Many practitioners I've met consider that managing whole configurations is the only acceptable way of proceeding, since managing partial configuration does not lead to a predictable final state.

However, managing whole configurations often leads to managing defaults which were carefully chosen for your GNU/Linux distribution and were perfectly fine to keep. It also leads to maintaining lots of different defaults in modules to try and stay as close as possible to the distribution standards when using default values.

So both approaches have pros and cons.

Managing Whole Configurations

This is the approach you take when you want to control the full content of the software configuration. This does not mean however that everything has to fit into a single file; the configuration might be split, and splitting often makes configuration management more flexible.

Static Content

The easiest case is without doubt managing static content, when your file is always the same.

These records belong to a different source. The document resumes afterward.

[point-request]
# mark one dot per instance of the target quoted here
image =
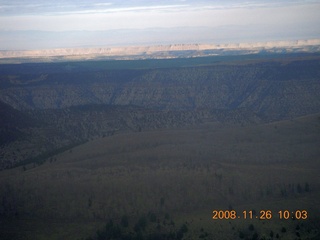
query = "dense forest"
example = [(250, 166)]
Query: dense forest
[(150, 149)]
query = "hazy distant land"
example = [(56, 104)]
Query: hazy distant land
[(159, 51)]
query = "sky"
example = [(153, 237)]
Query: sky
[(43, 24)]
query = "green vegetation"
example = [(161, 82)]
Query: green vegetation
[(95, 151)]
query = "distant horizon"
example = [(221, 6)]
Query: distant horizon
[(41, 24)]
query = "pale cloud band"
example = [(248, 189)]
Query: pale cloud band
[(248, 20)]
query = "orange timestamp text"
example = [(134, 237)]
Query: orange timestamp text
[(261, 215)]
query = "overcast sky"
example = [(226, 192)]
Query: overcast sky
[(39, 24)]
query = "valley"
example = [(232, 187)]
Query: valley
[(148, 149)]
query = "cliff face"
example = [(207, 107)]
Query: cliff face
[(164, 51), (46, 107), (273, 90)]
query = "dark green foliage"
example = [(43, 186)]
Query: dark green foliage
[(306, 187), (241, 235), (125, 221)]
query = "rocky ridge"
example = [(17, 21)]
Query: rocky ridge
[(165, 51)]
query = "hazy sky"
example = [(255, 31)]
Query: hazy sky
[(38, 24)]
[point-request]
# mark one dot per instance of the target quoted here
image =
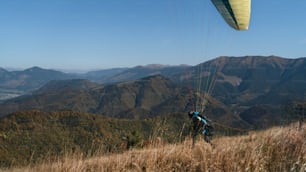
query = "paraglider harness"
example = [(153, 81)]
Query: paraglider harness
[(201, 125)]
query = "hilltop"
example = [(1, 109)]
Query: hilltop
[(276, 149)]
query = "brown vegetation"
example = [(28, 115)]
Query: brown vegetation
[(276, 149)]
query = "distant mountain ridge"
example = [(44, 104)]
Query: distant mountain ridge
[(244, 87)]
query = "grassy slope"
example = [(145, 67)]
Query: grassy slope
[(34, 136), (276, 149)]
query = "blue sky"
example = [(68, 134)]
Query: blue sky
[(96, 34)]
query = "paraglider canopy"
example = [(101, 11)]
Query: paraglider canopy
[(235, 12)]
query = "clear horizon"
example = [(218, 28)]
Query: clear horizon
[(87, 35)]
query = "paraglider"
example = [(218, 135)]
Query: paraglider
[(235, 12)]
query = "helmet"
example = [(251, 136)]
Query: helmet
[(190, 113)]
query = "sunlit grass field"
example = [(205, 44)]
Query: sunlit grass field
[(276, 149)]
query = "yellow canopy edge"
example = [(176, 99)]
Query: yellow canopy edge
[(235, 12)]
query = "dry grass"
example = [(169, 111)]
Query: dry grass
[(277, 149)]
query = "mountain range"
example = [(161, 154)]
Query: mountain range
[(242, 91)]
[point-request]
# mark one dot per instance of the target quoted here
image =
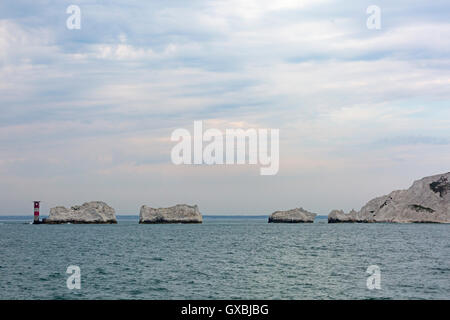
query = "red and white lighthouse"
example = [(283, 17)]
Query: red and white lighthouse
[(36, 211)]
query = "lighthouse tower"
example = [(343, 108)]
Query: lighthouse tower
[(36, 212)]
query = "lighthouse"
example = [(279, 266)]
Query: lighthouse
[(36, 212)]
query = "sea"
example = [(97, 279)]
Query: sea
[(226, 257)]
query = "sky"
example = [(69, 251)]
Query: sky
[(87, 114)]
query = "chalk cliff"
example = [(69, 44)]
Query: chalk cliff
[(89, 212), (297, 215), (427, 201), (181, 213)]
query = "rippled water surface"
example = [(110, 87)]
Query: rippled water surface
[(225, 259)]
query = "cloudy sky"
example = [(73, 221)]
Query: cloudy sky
[(87, 114)]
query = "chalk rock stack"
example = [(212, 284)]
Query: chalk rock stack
[(181, 213), (297, 215), (89, 212), (426, 201)]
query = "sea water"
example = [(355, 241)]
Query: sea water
[(224, 258)]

However simple this might seem, there can still be tricks.

Deploying Scripts and Binary Data

For example, scripts and binary blobs can easily be managed this way in Puppet, and we often see code such as:

file { '/usr/local/bin/myscript.sh':
  ensure => file,
  source => "puppet:///modules/${module_name}/myscript.sh",
}
Enter fullscreen mode Exit fullscreen mode

That works fine, but if you're trying to deploy a software (maybe even with a tarball, using the puppet-archive module), it's probably better to package it for your distribution and use your package manager (apt/yum/etc.) as the deployment layer. You'll get a much simpler Puppet code, usually better performance, and you'll rely on the package manager's metadata for idempotence:

package { 'myscript':
  ensure => present,
}
Enter fullscreen mode Exit fullscreen mode

Another possibility is using the puppetlabs-vcsrepo resource type. The VCS (e.g. Git) will then provide the metadata to ensure idempotence, e.g.:

vcsrepo {'/usr/src/ceph-rbd-backup':
  ensure   => latest,
  provider => 'git',
  source   => 'https://github.com/camptocamp/ceph-rbd-backup',
  revision => 'master',
}
Enter fullscreen mode Exit fullscreen mode

Beware of Source

When using the file type to deploy static content, it is quite common to use the source attribute to specify the file to copy:

file { '/srv/foo':
  ensure => file,
  source => "puppet:///modules/${module_name}/foo",
}
Enter fullscreen mode Exit fullscreen mode

This makes use of the Puppetserver's fileserver feature. When using this syntax, every Puppet run will result in a file_metadata HTTP request to the Puppetserver for each file managed, just to get the metadata necessary to decide whether the file needs to be replaced or not.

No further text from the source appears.